Regional Revolt

Astrakhan.  Back in February we blogged about the difficulties of fostering support for the opposition movement in the Southern oil and gas town.  This week headlines have spoken of the Volga city ‘electrifying’ the opposition, becoming a new battleground in the fight against election fraud and the ills of Putin’s power vertical, thanks to a hunger strike from thwarted mayoral candidate Oleg Shein.  Many have been quick to claim that the sudden explosion of anti-Kremlin activity has more to do with the Muscovites who have descended upon the city (among them Alexei Navalny, Ilya Yashin and Sergei Mironov) than native Astrakhanians.
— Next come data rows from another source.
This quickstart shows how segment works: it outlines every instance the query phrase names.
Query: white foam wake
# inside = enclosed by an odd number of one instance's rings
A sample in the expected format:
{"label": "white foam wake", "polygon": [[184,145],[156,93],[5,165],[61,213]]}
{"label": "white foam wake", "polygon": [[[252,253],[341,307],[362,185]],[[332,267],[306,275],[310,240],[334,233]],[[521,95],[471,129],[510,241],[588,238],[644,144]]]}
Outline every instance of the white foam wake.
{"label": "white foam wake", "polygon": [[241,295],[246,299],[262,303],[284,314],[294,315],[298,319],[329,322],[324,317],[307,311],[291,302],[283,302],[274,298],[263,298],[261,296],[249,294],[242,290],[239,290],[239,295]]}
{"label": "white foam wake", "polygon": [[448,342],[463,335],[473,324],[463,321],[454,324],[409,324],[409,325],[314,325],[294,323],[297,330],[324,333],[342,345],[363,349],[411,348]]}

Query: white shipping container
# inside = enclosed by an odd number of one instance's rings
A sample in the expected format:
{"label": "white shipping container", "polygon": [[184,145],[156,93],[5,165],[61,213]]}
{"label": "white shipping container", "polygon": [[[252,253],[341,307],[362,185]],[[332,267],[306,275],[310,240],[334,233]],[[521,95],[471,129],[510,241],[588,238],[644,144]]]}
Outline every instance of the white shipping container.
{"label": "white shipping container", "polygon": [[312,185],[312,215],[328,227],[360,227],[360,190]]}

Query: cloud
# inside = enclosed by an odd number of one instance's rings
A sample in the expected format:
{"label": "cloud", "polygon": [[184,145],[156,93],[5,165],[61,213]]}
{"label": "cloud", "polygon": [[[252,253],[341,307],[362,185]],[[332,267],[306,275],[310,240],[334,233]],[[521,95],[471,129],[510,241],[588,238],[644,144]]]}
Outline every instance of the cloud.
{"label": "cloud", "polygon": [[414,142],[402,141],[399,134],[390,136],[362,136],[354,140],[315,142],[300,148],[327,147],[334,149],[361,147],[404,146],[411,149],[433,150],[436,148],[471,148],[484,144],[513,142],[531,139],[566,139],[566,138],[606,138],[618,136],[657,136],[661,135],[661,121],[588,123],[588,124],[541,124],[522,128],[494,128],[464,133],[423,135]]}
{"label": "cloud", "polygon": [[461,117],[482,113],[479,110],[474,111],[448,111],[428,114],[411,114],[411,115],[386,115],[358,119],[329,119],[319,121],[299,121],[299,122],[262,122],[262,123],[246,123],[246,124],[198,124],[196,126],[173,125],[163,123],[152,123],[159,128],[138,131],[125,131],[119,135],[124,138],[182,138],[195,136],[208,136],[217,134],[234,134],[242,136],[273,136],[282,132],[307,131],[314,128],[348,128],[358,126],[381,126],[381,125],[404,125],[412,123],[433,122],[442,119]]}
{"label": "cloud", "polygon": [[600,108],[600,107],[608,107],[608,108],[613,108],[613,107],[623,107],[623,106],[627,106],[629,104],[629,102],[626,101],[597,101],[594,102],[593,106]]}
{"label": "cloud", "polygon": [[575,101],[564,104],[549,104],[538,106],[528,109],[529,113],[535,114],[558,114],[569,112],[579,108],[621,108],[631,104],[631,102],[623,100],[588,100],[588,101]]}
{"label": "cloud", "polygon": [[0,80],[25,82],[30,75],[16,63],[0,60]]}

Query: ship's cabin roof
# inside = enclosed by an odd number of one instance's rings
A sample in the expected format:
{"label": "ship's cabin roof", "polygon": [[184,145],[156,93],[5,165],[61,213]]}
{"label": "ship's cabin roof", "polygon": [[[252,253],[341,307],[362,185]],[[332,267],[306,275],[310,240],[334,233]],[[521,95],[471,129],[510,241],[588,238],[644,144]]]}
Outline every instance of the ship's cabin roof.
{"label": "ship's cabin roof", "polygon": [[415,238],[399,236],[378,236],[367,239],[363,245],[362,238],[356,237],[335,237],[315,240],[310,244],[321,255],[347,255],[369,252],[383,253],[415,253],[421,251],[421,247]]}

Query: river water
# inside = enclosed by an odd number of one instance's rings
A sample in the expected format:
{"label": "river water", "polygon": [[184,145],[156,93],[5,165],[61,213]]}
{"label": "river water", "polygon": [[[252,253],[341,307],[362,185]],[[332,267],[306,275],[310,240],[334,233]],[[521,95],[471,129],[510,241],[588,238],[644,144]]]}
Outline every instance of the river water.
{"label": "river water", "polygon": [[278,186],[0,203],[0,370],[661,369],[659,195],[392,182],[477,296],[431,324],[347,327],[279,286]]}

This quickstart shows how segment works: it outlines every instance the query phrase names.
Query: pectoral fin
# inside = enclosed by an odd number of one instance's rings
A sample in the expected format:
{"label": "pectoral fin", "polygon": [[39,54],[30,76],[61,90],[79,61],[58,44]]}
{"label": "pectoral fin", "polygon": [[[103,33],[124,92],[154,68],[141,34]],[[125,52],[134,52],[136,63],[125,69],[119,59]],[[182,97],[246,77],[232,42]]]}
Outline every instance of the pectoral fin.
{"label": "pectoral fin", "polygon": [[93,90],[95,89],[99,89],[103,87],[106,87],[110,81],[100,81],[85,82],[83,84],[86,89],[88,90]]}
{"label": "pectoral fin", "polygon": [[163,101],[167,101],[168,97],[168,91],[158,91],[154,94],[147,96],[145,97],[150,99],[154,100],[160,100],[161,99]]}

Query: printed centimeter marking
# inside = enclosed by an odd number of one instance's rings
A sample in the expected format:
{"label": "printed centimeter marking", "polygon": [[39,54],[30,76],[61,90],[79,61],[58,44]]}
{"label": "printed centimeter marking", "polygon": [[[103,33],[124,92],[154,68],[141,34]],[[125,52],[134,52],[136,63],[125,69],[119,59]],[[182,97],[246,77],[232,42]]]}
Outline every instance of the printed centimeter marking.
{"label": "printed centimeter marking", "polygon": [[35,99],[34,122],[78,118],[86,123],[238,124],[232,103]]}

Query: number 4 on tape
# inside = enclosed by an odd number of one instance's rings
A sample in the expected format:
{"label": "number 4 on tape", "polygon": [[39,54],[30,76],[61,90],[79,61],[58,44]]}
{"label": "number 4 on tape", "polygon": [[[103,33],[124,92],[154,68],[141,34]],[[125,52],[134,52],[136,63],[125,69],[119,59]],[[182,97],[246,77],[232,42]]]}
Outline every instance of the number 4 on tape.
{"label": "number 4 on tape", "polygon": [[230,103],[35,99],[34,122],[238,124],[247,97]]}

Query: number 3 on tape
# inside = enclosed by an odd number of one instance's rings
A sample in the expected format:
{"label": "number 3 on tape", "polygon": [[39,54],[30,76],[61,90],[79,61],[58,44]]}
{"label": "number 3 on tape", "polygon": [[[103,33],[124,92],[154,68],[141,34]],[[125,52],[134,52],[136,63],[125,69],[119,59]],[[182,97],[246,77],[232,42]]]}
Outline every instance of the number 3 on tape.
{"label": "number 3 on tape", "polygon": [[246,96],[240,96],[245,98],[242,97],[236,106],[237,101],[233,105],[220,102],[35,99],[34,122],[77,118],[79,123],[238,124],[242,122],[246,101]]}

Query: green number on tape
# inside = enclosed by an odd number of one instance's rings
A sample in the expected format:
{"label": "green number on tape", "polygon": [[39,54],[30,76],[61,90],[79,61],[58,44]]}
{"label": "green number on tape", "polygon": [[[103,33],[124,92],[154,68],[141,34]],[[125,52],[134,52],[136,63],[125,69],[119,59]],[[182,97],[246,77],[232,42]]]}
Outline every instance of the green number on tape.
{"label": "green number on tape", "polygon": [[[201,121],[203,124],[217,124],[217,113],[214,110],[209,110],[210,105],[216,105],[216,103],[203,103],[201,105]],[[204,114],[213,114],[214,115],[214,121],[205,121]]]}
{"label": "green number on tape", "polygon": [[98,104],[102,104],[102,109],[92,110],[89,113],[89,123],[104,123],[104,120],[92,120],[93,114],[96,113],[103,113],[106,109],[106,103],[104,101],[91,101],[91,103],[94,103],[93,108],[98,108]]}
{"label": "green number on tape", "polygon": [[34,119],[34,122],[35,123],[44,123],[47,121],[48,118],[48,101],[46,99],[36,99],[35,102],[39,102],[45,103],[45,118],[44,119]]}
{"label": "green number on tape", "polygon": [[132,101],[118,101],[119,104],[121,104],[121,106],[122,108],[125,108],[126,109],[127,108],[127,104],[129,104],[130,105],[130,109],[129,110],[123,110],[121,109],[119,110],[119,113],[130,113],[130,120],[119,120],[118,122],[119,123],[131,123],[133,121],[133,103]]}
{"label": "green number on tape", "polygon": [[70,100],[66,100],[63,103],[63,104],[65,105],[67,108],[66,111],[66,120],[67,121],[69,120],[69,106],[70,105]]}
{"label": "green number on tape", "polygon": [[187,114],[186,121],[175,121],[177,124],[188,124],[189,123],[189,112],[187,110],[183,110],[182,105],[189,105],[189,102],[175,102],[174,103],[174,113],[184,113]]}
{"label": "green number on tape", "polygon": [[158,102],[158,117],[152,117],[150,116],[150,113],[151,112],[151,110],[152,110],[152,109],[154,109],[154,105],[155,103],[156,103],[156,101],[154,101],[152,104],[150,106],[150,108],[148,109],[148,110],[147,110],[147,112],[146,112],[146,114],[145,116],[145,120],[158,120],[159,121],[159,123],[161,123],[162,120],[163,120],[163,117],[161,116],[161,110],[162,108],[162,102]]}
Michael Birnbau in the Washington Post says that ‘few residents knew of Shein’s accusations or his struggle even as opposition circles in Moscow watched with increasing concern, stoked by his day-by-day entries on a blog that is little-read locally’.  Astrakhan’s governor, Alexander Zhilikin, has responded to the arrival of Navalny et al with a “get off my land” style repartee, treading the familiar path used by regional politicians via which they suggest that the capital’s citizens fail to appreciate the nuances or needs of life in a smaller city.  Whilst it would not difficult to believe that locals are ambivalent or disinterested in the events, the importance of this as another building block in the regional resistance to the Putin regime, in which Tolyatti are Yaroslavl are already components cannot be underplayed.  Yesterday the Power Vertical’s Brian Whitmore penned an article on Muscovite Ilya Varlamov, who plans to compete in primaries to choose an opposition candidate for the mayoral elections in the Siberian town of Omsk.  Varlamov explains how as an outsider, the idea seemed  ‘totally absurd. I was only in Omsk once in my whole life. I was born and lived my whole life in Moscow’.  But as Whitmore goes on to explain, local or not, what Russia’s opposition needs, more than anything, is responsible and active candidates:

‘[…] the experiment in Omsk takes things to a whole new level. All of the candidates participating in the primaries — and there are 24 of them — have signed a pledge to back the winner in this summer’s election. Organizers say the primary will boost public interest in the election campaign and serve as a way to introduce the eventual opposition candidate to the public.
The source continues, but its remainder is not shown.